Just as the public tends to view presidents more kindly once they've left office, ex-presidents, too, tend to soften their judgments - or at least their public comments - with time.
Obama once excoriated Bush for his "failed policies" and "disastrous" handling of the economy, for expanding budget deficits, and for drawing the nation into war in Iraq.
On Thursday, he took a detour around those matters and instead praised Bush for his strength after 9/11, compassion in fighting HIV/AIDS in Africa, bipartisanship in pursuing education reforms and restarting "an important conversation by speaking with the American people about our history as a nation of laws and a nation of immigrants."
If the country is eventually able to enact immigration changes this year, Obama added, "it will be, in large part, thanks to the hard work of President George W. Bush."
Obama said the living presidents make up an exclusive club - but it's more like a support group for the men who have held the position.
"No matter how much you may think you are ready to assume the office of the presidency, it's impossible to truly understand the nature of the job until it's yours," Obama said. "And that's why every president gains a greater appreciation for all of those who served before them."
The other presidents struck a similar tone.
Clinton praised Bush for his efforts to combat AIDS in Africa, his work on global health and even for the paintings he's doing in retirement.
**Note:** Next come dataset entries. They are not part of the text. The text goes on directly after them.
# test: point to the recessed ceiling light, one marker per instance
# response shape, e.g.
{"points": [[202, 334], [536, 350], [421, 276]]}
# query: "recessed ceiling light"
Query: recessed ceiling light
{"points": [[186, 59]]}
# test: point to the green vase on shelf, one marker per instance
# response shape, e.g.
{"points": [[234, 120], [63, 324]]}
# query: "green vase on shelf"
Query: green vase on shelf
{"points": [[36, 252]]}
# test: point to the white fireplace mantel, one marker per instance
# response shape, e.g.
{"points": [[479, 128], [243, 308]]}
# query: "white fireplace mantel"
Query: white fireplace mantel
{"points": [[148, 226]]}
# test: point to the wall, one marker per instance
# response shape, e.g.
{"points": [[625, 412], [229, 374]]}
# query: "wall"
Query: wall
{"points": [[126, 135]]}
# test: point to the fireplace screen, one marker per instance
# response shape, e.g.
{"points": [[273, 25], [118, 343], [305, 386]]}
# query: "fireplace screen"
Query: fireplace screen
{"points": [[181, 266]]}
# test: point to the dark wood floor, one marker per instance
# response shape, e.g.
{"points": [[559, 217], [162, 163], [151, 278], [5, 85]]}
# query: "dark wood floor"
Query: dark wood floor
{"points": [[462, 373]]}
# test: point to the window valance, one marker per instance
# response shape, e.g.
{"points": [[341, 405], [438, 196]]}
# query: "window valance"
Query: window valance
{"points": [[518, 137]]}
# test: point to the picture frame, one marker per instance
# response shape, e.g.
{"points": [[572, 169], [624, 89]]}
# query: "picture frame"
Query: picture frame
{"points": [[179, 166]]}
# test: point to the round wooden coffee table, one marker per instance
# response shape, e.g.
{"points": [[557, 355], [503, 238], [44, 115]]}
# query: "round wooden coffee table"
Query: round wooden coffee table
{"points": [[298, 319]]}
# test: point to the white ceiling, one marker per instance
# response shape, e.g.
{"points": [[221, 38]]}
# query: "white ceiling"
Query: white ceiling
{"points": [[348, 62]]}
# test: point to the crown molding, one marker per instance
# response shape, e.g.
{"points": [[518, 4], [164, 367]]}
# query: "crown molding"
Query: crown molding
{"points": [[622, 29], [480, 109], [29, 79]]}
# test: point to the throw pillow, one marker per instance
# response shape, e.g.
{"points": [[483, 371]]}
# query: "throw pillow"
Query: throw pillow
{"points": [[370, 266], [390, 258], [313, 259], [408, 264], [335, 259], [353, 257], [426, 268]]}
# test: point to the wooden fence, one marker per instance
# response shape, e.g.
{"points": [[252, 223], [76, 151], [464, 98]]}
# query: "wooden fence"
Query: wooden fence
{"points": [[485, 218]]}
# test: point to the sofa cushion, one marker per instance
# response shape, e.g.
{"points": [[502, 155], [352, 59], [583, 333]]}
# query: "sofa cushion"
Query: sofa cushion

And he said he'd gotten so close to the Bush family that there were jokes that "I had become the black sheep son."
Carter praised Bush for his role in helping secure peace between North and South Sudan in 2005 and the "great contributions you've made to the most needy people on earth."
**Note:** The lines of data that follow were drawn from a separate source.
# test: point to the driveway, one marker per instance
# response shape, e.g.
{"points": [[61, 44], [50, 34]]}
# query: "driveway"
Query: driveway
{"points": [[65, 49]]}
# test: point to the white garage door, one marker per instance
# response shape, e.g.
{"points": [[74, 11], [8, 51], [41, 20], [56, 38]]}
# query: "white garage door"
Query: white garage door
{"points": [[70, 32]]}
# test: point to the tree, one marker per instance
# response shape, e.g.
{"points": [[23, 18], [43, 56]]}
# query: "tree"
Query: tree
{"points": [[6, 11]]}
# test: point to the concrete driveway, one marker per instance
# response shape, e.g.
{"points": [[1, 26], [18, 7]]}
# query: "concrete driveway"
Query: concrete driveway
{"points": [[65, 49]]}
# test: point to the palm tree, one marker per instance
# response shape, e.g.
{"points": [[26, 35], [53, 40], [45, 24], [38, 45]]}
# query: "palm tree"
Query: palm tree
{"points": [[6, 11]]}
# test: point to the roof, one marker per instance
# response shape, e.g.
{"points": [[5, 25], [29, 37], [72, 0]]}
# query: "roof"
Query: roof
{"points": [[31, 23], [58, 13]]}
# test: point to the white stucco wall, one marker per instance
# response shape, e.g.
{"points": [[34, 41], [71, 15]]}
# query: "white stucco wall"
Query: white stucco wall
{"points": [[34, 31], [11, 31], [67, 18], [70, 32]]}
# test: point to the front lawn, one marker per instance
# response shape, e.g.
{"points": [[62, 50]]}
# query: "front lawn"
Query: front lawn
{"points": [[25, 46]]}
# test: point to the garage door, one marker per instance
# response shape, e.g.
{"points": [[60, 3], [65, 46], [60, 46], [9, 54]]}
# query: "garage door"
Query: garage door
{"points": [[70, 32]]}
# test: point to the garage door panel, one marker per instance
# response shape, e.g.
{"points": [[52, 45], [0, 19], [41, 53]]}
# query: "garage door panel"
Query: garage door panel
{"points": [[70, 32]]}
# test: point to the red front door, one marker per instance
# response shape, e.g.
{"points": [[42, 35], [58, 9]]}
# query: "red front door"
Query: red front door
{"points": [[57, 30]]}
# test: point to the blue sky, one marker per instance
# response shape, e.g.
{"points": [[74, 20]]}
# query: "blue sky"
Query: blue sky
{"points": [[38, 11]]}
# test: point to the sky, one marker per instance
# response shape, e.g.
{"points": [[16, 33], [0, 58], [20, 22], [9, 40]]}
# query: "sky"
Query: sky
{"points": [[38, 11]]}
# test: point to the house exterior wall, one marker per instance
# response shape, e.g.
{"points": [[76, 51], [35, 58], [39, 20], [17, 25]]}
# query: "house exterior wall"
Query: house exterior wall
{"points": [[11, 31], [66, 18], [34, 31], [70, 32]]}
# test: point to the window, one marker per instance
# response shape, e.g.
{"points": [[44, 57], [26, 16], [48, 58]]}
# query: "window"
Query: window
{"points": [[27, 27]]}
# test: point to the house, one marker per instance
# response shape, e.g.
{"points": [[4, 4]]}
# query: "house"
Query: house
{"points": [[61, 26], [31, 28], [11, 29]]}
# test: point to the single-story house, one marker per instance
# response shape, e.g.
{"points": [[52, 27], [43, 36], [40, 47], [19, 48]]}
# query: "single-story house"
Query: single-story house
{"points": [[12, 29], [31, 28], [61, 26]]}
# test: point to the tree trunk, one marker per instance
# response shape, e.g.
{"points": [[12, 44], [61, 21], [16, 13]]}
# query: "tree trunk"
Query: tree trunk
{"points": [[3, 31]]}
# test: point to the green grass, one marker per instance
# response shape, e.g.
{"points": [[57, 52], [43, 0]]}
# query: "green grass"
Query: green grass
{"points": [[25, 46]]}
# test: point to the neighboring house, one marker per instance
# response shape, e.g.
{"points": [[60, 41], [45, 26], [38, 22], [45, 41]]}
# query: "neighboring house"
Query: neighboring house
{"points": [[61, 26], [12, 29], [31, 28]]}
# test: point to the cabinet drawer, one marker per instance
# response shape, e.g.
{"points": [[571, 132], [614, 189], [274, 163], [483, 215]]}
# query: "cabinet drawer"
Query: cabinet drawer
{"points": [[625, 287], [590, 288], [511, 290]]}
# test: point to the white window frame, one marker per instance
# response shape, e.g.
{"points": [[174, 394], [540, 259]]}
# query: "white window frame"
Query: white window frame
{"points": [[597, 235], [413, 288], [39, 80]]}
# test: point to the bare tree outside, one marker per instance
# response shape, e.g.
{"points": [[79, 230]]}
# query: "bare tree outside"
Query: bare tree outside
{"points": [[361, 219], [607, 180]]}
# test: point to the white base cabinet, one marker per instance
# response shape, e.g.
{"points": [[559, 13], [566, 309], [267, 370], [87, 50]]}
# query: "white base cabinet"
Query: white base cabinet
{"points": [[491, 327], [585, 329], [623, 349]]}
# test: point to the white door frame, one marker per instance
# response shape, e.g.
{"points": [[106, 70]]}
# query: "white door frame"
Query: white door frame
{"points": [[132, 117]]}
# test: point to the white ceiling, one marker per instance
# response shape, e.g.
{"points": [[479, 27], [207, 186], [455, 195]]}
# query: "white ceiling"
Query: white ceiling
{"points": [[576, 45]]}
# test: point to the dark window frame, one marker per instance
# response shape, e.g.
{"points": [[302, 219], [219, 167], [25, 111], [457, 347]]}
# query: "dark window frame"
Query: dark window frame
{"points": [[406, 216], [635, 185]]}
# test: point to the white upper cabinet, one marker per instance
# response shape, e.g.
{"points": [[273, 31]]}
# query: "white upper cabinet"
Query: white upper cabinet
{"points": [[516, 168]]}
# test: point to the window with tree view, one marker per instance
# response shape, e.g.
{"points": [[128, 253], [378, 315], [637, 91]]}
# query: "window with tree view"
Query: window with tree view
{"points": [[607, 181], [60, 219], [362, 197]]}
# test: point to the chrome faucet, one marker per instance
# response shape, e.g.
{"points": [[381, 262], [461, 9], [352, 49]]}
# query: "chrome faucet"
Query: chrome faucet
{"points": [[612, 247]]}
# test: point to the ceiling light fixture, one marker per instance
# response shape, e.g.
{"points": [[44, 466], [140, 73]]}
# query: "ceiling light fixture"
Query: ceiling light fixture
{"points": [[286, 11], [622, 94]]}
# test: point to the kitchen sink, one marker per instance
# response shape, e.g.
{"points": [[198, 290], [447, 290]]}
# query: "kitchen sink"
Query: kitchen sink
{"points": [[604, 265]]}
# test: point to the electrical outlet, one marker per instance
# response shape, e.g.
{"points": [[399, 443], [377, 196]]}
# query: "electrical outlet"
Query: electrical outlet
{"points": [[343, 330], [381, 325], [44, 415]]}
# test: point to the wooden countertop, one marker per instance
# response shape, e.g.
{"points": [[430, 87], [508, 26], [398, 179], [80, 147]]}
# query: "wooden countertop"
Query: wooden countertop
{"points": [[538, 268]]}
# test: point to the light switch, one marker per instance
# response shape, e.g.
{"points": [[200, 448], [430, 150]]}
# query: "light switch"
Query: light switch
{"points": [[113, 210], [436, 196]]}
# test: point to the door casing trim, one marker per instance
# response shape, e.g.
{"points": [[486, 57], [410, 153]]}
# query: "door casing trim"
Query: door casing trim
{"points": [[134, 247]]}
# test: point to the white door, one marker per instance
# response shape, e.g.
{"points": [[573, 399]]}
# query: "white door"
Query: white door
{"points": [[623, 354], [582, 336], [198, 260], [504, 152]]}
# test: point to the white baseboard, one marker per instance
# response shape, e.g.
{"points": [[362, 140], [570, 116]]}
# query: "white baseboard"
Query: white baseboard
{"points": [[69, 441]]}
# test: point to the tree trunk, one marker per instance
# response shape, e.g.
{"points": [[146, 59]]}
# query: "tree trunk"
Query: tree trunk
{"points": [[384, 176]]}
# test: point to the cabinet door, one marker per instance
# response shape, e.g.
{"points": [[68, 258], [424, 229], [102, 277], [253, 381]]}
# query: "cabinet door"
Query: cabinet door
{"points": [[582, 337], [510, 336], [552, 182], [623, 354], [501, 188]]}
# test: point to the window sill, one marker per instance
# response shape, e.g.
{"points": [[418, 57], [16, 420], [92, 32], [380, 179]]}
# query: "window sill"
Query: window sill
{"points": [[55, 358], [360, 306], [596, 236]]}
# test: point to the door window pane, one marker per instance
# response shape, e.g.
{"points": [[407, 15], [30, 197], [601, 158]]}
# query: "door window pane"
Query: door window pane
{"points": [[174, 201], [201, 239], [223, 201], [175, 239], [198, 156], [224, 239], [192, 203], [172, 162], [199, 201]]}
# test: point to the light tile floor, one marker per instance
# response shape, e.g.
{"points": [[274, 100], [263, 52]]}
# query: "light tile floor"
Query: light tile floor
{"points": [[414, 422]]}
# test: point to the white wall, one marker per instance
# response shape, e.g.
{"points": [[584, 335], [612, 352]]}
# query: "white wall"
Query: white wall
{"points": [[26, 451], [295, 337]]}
Bush has kept a decidedly low profile since leaving office four years ago with an approval rating of just 33 percent. That figure has been gradually climbing and now is at 47 percent - about equal to Obama's own approval rating, according to a Washington Post-ABC News poll released ahead of the library opening.
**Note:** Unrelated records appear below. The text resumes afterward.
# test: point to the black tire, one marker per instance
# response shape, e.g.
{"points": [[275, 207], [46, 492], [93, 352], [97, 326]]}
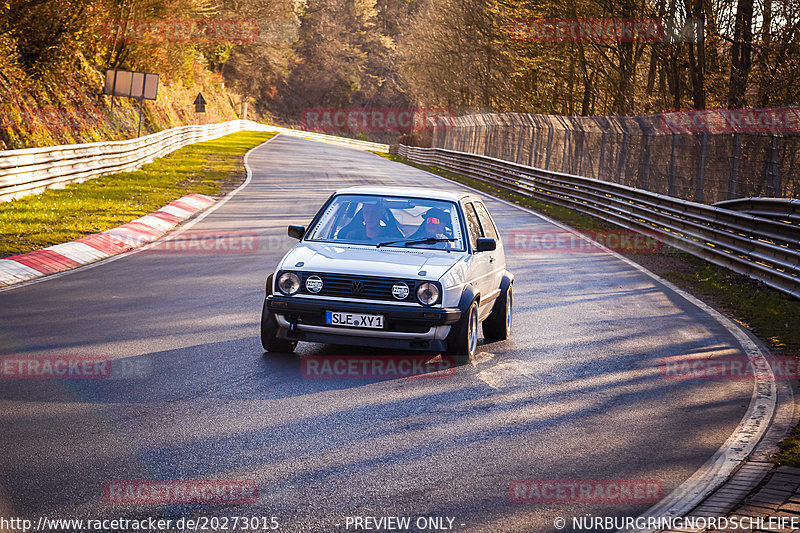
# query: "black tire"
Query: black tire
{"points": [[462, 343], [269, 334], [497, 326]]}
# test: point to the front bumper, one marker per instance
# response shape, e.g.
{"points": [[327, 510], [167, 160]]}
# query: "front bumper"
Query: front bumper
{"points": [[405, 327]]}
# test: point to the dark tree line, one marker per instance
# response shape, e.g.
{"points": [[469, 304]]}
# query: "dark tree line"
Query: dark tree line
{"points": [[453, 53]]}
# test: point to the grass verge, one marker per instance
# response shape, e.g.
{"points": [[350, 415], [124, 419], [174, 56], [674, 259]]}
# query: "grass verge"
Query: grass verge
{"points": [[61, 215], [772, 316]]}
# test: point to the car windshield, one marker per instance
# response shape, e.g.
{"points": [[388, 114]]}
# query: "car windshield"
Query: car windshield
{"points": [[390, 221]]}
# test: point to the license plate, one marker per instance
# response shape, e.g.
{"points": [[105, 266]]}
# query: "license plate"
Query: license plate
{"points": [[353, 320]]}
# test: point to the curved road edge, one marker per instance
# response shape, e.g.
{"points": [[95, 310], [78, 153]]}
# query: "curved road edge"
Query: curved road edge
{"points": [[116, 243]]}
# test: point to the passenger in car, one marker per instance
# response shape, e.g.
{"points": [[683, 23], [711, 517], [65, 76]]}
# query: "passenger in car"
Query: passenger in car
{"points": [[366, 225], [434, 225]]}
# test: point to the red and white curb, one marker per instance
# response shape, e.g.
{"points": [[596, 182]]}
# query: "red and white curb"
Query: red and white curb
{"points": [[136, 233]]}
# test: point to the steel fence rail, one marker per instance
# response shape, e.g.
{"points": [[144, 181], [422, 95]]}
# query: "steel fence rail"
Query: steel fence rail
{"points": [[33, 170], [784, 209], [762, 248]]}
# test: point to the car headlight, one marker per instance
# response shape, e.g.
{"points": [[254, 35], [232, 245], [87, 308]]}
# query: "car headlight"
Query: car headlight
{"points": [[289, 283], [427, 293]]}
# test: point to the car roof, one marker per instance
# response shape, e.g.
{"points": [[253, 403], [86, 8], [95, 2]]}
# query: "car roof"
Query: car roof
{"points": [[410, 192]]}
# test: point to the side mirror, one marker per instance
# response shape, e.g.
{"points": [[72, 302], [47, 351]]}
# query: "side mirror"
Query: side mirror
{"points": [[486, 244], [297, 232]]}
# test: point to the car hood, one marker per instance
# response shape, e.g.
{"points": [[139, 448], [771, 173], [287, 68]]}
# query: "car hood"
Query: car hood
{"points": [[370, 261]]}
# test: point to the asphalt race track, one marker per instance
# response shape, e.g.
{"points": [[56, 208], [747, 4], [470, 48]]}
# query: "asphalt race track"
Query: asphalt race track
{"points": [[576, 393]]}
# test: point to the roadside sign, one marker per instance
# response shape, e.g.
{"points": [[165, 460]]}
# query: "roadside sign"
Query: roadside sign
{"points": [[200, 103]]}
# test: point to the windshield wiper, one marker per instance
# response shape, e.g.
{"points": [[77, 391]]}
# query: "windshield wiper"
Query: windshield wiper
{"points": [[429, 240]]}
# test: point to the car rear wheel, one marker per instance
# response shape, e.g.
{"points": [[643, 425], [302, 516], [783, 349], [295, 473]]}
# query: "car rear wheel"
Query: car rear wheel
{"points": [[498, 325], [463, 342], [269, 334]]}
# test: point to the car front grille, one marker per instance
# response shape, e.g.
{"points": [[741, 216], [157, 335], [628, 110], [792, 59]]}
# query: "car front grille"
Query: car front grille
{"points": [[347, 286]]}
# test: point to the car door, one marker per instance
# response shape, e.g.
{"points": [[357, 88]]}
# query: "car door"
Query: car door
{"points": [[497, 257], [480, 266]]}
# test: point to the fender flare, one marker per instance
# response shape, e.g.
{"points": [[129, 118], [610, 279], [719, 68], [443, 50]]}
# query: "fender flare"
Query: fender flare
{"points": [[469, 295], [505, 283]]}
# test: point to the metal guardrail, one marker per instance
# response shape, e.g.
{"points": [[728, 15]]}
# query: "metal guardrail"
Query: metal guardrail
{"points": [[785, 209], [762, 248], [33, 170]]}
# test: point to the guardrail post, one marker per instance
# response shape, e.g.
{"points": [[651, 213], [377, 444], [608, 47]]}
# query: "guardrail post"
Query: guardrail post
{"points": [[733, 180], [622, 154], [531, 146], [644, 171], [549, 145], [701, 170], [673, 165], [602, 155], [771, 170], [518, 157]]}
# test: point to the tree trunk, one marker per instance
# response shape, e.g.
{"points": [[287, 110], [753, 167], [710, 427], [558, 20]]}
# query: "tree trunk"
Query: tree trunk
{"points": [[741, 53]]}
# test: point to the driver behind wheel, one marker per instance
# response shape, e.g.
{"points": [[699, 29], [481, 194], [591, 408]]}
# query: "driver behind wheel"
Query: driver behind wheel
{"points": [[435, 225], [366, 225]]}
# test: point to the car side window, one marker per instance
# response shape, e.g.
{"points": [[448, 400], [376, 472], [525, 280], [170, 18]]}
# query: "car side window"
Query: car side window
{"points": [[473, 225], [486, 221]]}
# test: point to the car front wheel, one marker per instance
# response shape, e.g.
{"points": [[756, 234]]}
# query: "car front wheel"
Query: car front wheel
{"points": [[463, 342], [269, 334]]}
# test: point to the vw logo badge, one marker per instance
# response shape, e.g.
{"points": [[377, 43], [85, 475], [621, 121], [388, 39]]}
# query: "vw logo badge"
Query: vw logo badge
{"points": [[314, 284], [400, 290], [357, 287]]}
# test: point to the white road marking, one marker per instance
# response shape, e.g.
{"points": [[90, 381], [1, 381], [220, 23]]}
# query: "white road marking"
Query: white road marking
{"points": [[78, 252], [13, 272]]}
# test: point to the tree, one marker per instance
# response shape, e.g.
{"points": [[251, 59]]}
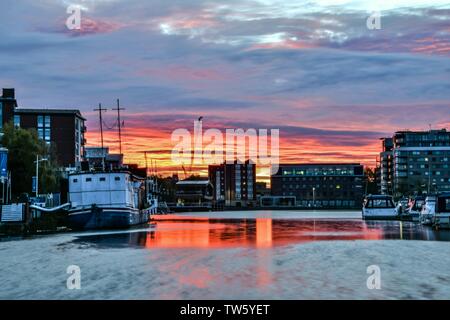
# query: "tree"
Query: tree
{"points": [[23, 145]]}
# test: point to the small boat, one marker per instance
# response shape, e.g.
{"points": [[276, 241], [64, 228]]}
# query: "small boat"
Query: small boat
{"points": [[379, 207], [428, 210], [104, 200], [414, 208], [442, 211]]}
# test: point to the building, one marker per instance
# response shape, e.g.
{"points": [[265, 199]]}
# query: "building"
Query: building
{"points": [[386, 167], [8, 104], [234, 184], [333, 185], [61, 128], [421, 161]]}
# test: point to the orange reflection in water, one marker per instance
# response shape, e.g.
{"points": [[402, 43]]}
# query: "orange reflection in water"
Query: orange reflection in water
{"points": [[202, 232]]}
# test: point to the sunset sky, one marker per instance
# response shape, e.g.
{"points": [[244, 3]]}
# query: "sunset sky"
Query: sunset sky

If politics was absent from the podium on Thursday, it was still a prominent subtext.
Those in attendance included a number of potential candidates for president in 2016 - another Clinton (Hillary) and Bush (Jeb) among them.
George W. Bush in recent days played up the idea of his younger brother, the former governor of Florida, seeking the White House, telling C-SPAN, "My first advice is: Run."
Their mother, former first lady Barbara Bush, did the opposite.
"We've had enough Bushes," she said Thursday on NBC's "Today" show.
The presidential center at Southern Methodist University includes a library, museum and policy institute. It contains more than 70 million pages of paper records, 200 million emails, 4 million digital photos and 43,000 artifacts. Bush's library will feature the largest digital holdings of any of the 13 presidential libraries under the auspices of the National Archives and Records Administration.
A full-scale replica of the Oval Office as it looked during Bush's tenure sits on the campus, as does a piece of steel from the World Trade Center and the bullhorn that Bush used to punctuate the chaos at ground zero three days after 9/11. In the museum, visitors can gaze at a container of chads - the remnants of the famous Florida punch card ballots that played a pivotal role in the contested 2000 election that sent Bush to Washington.
Laura Bush led the library's design committee, officials said, with a keen eye toward ensuring that the family's Texas roots were conspicuously reflected. Architects used local materials, including Texas Cordova cream limestone and trees from the central part of the state, in its construction.